Key points to remember

  • Whipsaw describes the movement of stocks in a volatile market when a stock’s price suddenly changes direction.
  • There is no set rule on how to handle seesaw movements in a volatile market because it is an unexpected movement.
  • Whipsaw in securities trading often leads to trading losses.
  • Day traders expect see-saw movements and often take long-term buy and hold positions to ride out price swings to avoid a loss.

Understanding Whipsaw

The origin of the term jigsaw is derived from the pushing and pulling action of loggers when cutting wood with a saw of the same name. A trader is considered to “punch” when the price of a security in which he has just invested suddenly moves in the opposite and unexpected direction.

Sawtooth patterns occur especially in a volatile market where price fluctuations are unpredictable. Day traders or other short-term investors are used to being broke. Those who have a long term, buy and keep investment approach can often overcome market volatility and come out with positive gains.

For example, when an investor goes long on a stock, the price is expected to rise over time. However, there are many occasions when an investor buys shares of a company at the peak of a stock market rally. The investor buys a stock at its peak assuming it will continue to show strong gains. Almost immediately after buying the shares, the company publishes a quarterly report which shakes investor confidence and drives down the value of the stock by more than 10%, without ever recovering. The investor holds the stock at a loss, with no possibility of selling the stock, which is effectively distorted.

Conversely, some investors, particularly those who short sale, may face a whipsaw at the bottom of a market. For example, an investor might anticipate a slowing economy and buy put options on the S&P 500. The investor profits if the market continues to fall. However, almost immediately after purchasing the put optionsthe market unexpectedly rallies, and the investor’s options quickly become “out of the money”, or worthless. In this case, the whipsaw occurs during a recovery phase and the investor loses the investment.

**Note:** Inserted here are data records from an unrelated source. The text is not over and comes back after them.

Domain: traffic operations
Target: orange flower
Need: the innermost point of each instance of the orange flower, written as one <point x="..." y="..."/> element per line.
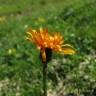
<point x="44" y="41"/>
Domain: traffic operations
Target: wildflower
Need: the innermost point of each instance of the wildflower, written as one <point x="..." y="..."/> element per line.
<point x="49" y="42"/>
<point x="2" y="18"/>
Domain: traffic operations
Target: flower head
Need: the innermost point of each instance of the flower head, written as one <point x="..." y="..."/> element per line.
<point x="44" y="41"/>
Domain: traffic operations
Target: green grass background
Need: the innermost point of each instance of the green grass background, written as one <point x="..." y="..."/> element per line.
<point x="20" y="67"/>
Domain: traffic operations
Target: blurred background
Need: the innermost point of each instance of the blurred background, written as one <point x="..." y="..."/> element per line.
<point x="20" y="67"/>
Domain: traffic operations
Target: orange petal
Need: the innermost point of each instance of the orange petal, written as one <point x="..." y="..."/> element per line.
<point x="68" y="51"/>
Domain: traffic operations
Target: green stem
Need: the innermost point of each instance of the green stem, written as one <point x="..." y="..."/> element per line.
<point x="44" y="79"/>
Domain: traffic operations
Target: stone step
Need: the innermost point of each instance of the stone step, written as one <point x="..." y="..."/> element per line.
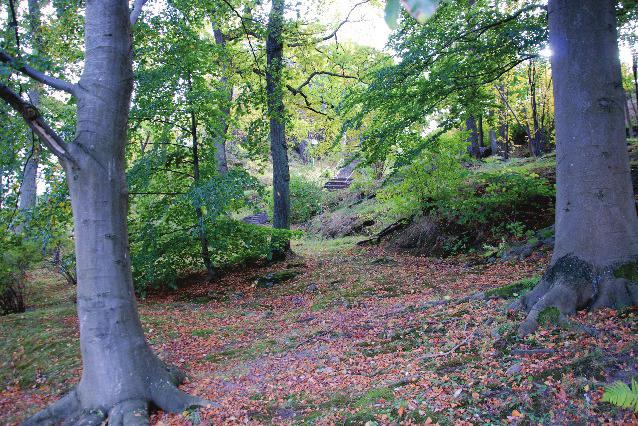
<point x="256" y="219"/>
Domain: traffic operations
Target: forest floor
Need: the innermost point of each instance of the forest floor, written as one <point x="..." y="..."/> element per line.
<point x="351" y="340"/>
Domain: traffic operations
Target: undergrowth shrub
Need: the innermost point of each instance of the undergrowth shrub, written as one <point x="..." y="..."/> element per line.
<point x="305" y="199"/>
<point x="164" y="232"/>
<point x="457" y="209"/>
<point x="16" y="255"/>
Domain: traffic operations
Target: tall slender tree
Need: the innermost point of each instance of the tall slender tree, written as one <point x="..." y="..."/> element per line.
<point x="276" y="116"/>
<point x="121" y="375"/>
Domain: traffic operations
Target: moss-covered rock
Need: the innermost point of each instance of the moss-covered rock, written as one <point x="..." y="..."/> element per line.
<point x="628" y="271"/>
<point x="549" y="316"/>
<point x="514" y="289"/>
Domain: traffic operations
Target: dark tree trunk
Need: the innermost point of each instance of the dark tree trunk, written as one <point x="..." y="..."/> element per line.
<point x="220" y="139"/>
<point x="634" y="67"/>
<point x="474" y="149"/>
<point x="493" y="142"/>
<point x="199" y="212"/>
<point x="481" y="133"/>
<point x="302" y="150"/>
<point x="28" y="189"/>
<point x="537" y="135"/>
<point x="120" y="373"/>
<point x="276" y="114"/>
<point x="594" y="260"/>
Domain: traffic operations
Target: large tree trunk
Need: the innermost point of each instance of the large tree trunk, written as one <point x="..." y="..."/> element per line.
<point x="474" y="148"/>
<point x="120" y="375"/>
<point x="276" y="113"/>
<point x="594" y="261"/>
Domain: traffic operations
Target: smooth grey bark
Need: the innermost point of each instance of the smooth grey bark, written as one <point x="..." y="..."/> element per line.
<point x="474" y="148"/>
<point x="538" y="139"/>
<point x="276" y="114"/>
<point x="596" y="224"/>
<point x="120" y="374"/>
<point x="493" y="141"/>
<point x="220" y="139"/>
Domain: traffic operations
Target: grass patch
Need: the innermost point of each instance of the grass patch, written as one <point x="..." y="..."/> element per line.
<point x="39" y="348"/>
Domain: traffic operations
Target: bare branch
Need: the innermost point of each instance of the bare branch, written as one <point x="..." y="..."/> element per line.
<point x="316" y="73"/>
<point x="36" y="122"/>
<point x="336" y="30"/>
<point x="138" y="5"/>
<point x="56" y="83"/>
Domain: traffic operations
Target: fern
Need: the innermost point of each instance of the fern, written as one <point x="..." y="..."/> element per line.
<point x="622" y="395"/>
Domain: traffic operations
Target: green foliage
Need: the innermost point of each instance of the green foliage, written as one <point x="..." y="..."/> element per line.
<point x="16" y="255"/>
<point x="305" y="199"/>
<point x="501" y="196"/>
<point x="432" y="179"/>
<point x="165" y="232"/>
<point x="549" y="316"/>
<point x="621" y="395"/>
<point x="628" y="271"/>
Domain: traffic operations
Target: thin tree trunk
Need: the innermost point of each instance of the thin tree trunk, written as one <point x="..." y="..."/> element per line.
<point x="474" y="148"/>
<point x="594" y="259"/>
<point x="634" y="67"/>
<point x="28" y="188"/>
<point x="276" y="114"/>
<point x="199" y="212"/>
<point x="537" y="141"/>
<point x="630" y="130"/>
<point x="220" y="139"/>
<point x="481" y="132"/>
<point x="120" y="373"/>
<point x="493" y="142"/>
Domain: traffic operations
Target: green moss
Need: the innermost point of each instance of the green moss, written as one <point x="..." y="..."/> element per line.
<point x="274" y="278"/>
<point x="628" y="271"/>
<point x="549" y="316"/>
<point x="514" y="289"/>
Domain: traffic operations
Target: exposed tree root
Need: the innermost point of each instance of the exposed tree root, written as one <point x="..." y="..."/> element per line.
<point x="572" y="284"/>
<point x="162" y="393"/>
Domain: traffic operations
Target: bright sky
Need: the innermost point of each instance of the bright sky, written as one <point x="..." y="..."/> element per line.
<point x="368" y="26"/>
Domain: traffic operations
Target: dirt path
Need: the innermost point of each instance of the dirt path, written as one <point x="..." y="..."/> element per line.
<point x="349" y="342"/>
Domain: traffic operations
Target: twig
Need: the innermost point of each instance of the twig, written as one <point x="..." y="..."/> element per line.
<point x="464" y="342"/>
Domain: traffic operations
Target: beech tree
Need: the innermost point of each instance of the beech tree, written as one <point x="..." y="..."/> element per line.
<point x="121" y="375"/>
<point x="594" y="260"/>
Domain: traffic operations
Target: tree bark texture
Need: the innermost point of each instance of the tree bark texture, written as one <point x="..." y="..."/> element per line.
<point x="593" y="264"/>
<point x="220" y="139"/>
<point x="276" y="114"/>
<point x="474" y="148"/>
<point x="120" y="374"/>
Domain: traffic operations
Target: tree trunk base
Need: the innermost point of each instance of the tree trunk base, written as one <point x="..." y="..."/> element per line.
<point x="162" y="393"/>
<point x="572" y="284"/>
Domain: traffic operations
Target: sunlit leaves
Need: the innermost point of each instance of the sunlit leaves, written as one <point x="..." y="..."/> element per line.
<point x="418" y="9"/>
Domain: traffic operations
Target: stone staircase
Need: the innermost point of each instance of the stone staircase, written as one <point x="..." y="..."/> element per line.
<point x="256" y="219"/>
<point x="343" y="178"/>
<point x="336" y="184"/>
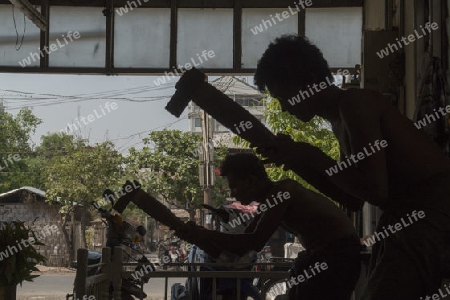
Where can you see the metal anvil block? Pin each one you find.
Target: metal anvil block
(192, 86)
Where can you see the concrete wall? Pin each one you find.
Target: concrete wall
(46, 218)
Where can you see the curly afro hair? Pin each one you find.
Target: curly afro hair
(289, 61)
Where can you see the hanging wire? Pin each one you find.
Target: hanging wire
(17, 33)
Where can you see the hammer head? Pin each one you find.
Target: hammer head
(185, 87)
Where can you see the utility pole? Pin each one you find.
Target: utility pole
(207, 164)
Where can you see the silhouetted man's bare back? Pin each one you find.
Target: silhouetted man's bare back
(408, 172)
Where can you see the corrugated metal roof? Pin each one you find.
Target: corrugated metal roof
(27, 188)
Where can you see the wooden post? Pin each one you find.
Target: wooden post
(106, 269)
(80, 278)
(116, 273)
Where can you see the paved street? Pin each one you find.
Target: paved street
(56, 286)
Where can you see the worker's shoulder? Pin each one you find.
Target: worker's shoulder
(289, 185)
(360, 98)
(362, 103)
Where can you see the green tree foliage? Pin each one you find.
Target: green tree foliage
(168, 167)
(15, 133)
(315, 132)
(77, 174)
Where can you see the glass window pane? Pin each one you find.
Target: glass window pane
(142, 38)
(337, 32)
(260, 26)
(204, 30)
(28, 54)
(86, 51)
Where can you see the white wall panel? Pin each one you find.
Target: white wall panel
(205, 29)
(87, 51)
(254, 45)
(337, 32)
(142, 38)
(9, 56)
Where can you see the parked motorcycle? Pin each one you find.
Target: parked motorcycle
(123, 234)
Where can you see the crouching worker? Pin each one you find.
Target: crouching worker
(330, 266)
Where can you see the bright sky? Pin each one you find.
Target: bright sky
(139, 105)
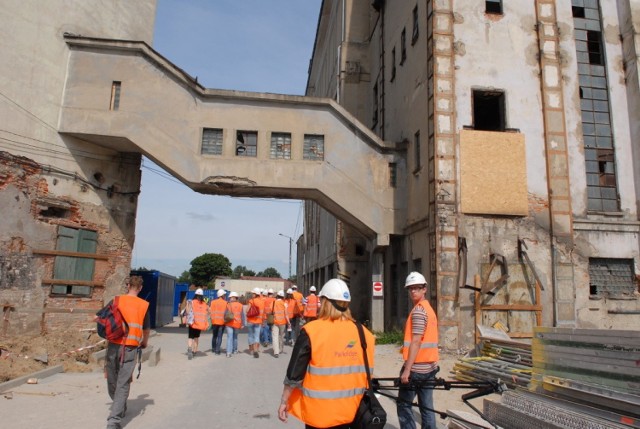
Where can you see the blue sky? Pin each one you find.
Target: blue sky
(247, 45)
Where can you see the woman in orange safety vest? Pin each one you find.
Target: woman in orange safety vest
(200, 322)
(312, 306)
(326, 376)
(280, 323)
(235, 325)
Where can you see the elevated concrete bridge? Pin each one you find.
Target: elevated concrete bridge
(125, 96)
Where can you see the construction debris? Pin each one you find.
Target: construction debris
(567, 378)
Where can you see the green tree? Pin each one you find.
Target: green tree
(185, 277)
(270, 272)
(206, 267)
(241, 270)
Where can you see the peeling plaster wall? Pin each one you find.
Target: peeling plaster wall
(48, 180)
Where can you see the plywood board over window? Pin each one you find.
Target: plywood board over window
(493, 173)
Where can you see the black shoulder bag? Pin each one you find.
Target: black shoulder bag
(370, 414)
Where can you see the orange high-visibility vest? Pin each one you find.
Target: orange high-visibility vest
(133, 310)
(268, 306)
(236, 309)
(279, 317)
(429, 343)
(200, 311)
(259, 302)
(217, 307)
(313, 304)
(292, 308)
(336, 377)
(298, 297)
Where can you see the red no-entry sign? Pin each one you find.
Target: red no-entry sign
(377, 288)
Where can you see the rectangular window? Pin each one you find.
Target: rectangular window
(594, 48)
(247, 143)
(611, 277)
(313, 147)
(114, 104)
(403, 46)
(71, 268)
(374, 119)
(393, 64)
(488, 110)
(414, 35)
(393, 174)
(416, 150)
(493, 6)
(600, 165)
(280, 146)
(211, 141)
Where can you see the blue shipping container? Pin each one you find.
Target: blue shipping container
(158, 289)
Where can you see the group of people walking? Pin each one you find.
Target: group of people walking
(327, 374)
(271, 318)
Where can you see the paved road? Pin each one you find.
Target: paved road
(207, 392)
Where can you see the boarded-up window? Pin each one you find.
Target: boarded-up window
(280, 146)
(211, 141)
(247, 143)
(611, 277)
(74, 268)
(493, 173)
(313, 147)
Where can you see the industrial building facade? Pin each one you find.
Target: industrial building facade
(491, 145)
(520, 177)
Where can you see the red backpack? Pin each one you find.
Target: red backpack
(110, 322)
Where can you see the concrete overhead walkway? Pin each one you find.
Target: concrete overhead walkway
(162, 111)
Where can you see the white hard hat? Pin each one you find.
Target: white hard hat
(415, 278)
(336, 289)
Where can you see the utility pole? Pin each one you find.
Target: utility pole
(290, 246)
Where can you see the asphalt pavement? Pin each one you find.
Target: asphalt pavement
(207, 392)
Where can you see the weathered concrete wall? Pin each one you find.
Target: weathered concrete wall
(47, 180)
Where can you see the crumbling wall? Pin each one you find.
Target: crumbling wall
(35, 204)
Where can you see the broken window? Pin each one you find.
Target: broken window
(600, 166)
(416, 150)
(280, 146)
(414, 35)
(493, 6)
(393, 174)
(403, 46)
(488, 110)
(211, 141)
(75, 270)
(247, 143)
(114, 103)
(313, 147)
(393, 64)
(374, 120)
(611, 277)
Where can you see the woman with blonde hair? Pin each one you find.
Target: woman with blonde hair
(326, 377)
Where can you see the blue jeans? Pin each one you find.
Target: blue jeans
(232, 340)
(265, 333)
(425, 400)
(216, 340)
(253, 331)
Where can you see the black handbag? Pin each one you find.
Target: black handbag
(370, 414)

Financial markets change abruptly. Many analysts look for patterns that explain market trends so that an investor can select the right asset classes. A study by Sonam Srivastava and Ritabrata Bhattacharyya, entitled “Evaluating the Building Blocks of a Dynamically Adaptive Systematic Trading Strategy”, explains that stocks patterns vary due to fundamental changes in macroeconomic variables, policies or regulations.

The authors state that a trader should adapt his trading style to take advantage of different phases of stock markets. They also suggest that investors select asset classes in different market regimes to ensure a stable risk-adjusted return profile. However, different experts will offer different advice.

A bullwhip refers to any price movement that goes in the opposite direction of a trader’s intended bet, often resulting in a loss or, if able, overcoming price swings to maintain the investment and even make a profit.

Real world example

On Dec. 6, 2018, CNBC reported that stocks were skewed by news of deteriorating U.S.-China trade relations and the possibility of an economic slowdown reaching investors. Expert opinions varied.

To overcome volatility, one expert recommended investors choose a long-term strategy that leverages their strengths and follow that strategy regardless of the saw moves. In terms of investing, another expert recommended investing in more stable sectors like healthcare and avoiding more volatile sectors like real estate. Most pundits were expecting significant short-term volatility, and one recommended taking a defensive stance. However, he also said a long-term portfolio based on the stock would win.